Die wesentlichen Feststellungen des Hessischen Landesarbeitsgerichts lassen sich folgendermaßen zusammenfassen:

  • Aufschiebende Bedingungen sind grundsätzlich auch in Arbeitsverträgen zulässig.
  • Zwischen Vertragsbeginn und Bedingungseintritt besteht eine Sonderverbindung, die ebenfalls Rechte und Pflichten begründet.
  • Tritt die Bedingung nicht ein, ist nie ein Arbeitsverhältnis zustande gekommen.
  • Tritt die Bedingung ein, ist das Arbeitsverhältnis an und für sich erst mit Bedingungseintritt zustande gekommen.
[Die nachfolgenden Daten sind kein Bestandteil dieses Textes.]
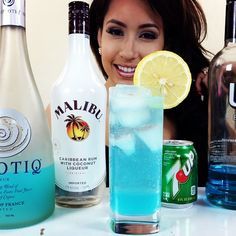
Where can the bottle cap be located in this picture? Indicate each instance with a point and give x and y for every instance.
(78, 17)
(12, 12)
(230, 21)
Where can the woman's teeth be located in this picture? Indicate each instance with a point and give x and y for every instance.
(126, 69)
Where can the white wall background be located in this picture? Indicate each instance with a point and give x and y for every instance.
(46, 22)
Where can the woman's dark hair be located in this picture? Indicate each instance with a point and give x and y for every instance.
(184, 29)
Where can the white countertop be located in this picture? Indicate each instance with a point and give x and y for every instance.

Nach Meinung der Hessischen Richter sind Verträge, bei denen der Arbeitsbeginn vor dem Bedingungseintritt liegt, aber so auszulegen, dass der Eintritt der Bedingung Rückwirkung hat, sprich das Arbeitsverhältnis bereits zu dem vereinbarten Zeitpunkt zustande gekommen ist.

Im entschiedenen Fall kam noch folgende Pikanterie hinzu: Der beklagte Arbeitgeber hatte mit dem Arbeitnehmer nicht nur eine Bedingung, sondern auch einen sachgrundlos befristeten Arbeitsvertrag abgeschlossen. Wie Sie wissen, können Arbeitsverträge aber nur dann ohne Sachgrund befristet werden, wenn es vorher noch kein Arbeitsverhältnis gab.
Und genau eine solche unzulässige „Zuvorbeschäftigung“ hatte der klagende Arbeitnehmer ins Feld geführt. Der Arbeitnehmer hatte sich mit anderen Worten auf den Standpunkt gestellt, dass die sachgrundlose Befristung unwirksam sei, weil er bis zum Eintritt der Bedingung in einem anderen Arbeitsverhältnis bei demselben Arbeitgeber stand.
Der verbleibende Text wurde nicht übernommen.